- Reign: 1724 – 1747
- Born: Copenhagen, Denmark
- Died: 12 August 1746 (aged 51–52) St. Thomas, Danish West Indies
- Buried: St. Thomas, Danish West Indies
- Family: Moth
- Spouse: Anna Elizabeth van Beverhoudt
- Issue: Poul (Paulus) Moth Frederik Christian Moth Christiane Amalie Moth Margrethe Gertrud Elisabeth Aletta Moth Lucas Moth
- Father: Poul Moth
- Mother: Margrethe Poggenberg
- Occupation: Governor of the Danish West Indies

= Frederik Moth =

18th-century Danish colonial administrator

Frederik Christian Hals von Moth (1694 – 12 August 1746) was a Danish merchant, nobleman, colonial administrator and planter who served as Governor-General of St. Thomas and St. John in the Danish West Indies from April 1724 - May 1727 then again from 21 February 1736 - 13 April 1744. In addition, he served as Governor of St. Croix from 8 January 1735 - 15 May 1747. In 1736, his title was changed to Governor General (generalguvernør). His military rank was Commander (kommandørkaptajn). In addition, he held the rank of justitsråd (member of the supreme court).

==Family ==
Moth's father, Poul von Moth, was a knight. His great aunt was Sophie Amalie Moth Countess of Samsøe, a royal mistress of King Christian V of Denmark. Sophie Moth's son, Christian Gyldenløve became the founder of the Danneskiold-Samsøe family of high nobility.

==Life ==
Moth was born in Copenhagen but moved to St. Thomas where he started a family. He married Anna Elizabeth van Beverhoudt on 2 July 1722 on the island of St. Thomas.
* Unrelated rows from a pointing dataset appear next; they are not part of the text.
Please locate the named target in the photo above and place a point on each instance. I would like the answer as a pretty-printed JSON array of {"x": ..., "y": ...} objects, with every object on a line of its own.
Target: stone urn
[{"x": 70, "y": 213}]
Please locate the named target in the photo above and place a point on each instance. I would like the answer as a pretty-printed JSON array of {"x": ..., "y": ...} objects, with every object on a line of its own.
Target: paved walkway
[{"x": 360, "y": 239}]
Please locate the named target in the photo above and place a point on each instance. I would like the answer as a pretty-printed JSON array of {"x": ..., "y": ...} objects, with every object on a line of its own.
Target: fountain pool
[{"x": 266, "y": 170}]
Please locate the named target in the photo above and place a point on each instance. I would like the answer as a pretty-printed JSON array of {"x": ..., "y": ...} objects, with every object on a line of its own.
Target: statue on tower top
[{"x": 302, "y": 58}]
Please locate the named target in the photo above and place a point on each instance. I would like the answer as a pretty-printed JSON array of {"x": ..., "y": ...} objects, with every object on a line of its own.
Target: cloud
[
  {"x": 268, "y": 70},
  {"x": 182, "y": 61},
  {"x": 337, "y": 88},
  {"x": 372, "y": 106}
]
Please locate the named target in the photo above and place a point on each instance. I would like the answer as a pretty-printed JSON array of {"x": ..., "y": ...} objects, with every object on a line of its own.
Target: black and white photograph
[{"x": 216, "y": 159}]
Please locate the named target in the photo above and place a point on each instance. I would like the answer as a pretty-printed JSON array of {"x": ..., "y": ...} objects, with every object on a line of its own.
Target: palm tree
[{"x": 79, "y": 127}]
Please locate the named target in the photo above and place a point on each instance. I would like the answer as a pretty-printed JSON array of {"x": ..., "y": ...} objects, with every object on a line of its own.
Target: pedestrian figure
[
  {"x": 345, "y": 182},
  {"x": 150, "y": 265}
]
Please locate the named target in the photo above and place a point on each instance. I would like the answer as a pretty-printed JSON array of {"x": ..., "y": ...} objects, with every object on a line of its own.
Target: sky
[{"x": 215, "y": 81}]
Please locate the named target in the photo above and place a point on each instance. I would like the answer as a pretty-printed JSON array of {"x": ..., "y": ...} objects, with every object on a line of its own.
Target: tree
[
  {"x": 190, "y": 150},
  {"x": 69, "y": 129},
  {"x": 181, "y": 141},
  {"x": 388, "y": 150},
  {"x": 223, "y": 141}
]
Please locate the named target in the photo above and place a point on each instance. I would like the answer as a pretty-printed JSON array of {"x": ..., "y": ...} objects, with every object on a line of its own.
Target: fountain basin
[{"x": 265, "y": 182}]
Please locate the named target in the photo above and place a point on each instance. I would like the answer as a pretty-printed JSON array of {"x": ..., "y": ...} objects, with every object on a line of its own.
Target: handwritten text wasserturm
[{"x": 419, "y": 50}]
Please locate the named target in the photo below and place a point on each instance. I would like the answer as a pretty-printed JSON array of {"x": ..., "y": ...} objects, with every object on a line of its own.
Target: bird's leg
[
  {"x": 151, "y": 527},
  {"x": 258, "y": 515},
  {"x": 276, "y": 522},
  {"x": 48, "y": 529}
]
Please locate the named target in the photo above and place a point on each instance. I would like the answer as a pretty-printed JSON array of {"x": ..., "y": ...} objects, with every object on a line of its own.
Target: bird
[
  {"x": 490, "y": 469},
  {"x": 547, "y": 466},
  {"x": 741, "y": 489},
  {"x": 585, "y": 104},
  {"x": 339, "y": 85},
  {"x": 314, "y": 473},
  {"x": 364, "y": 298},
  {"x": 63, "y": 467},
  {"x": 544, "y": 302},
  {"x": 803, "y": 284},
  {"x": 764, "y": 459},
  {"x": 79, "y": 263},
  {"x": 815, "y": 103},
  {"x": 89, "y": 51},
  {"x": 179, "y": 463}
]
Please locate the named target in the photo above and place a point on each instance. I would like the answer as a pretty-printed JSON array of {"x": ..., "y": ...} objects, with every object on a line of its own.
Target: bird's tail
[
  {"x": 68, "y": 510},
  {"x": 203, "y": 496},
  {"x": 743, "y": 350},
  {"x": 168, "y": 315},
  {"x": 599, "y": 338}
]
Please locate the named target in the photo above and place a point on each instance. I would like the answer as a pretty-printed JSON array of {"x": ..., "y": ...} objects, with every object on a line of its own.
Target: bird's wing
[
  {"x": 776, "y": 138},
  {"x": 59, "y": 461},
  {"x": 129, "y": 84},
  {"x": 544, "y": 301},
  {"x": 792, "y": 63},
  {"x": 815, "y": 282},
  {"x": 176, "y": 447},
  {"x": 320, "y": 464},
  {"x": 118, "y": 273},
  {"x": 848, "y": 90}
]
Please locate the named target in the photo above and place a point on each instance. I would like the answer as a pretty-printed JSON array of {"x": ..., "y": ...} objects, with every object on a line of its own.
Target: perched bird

He had several children on the island over the following 17 years, one of whom was Margarethe Gjertrud who married Lucas Uytendale de Bretton in 1750. His son Frederik Christian Moth became governor of the Danish West Indies from 1770 to 1772

Moth founded the town of Christiansted in 1733 after Denmark-Norway purchased St Croix from the French. He designed the town using Christiania (now Oslo) as a model. Moth was named first Danish Governor of the Danish West India–Guinea Company on 12 November 1733. He also built the slave plantation known as Little Princess in Saint Croix, having acquired the land in 1738, along with owning the Frederiksdal slave plantation on Saint John.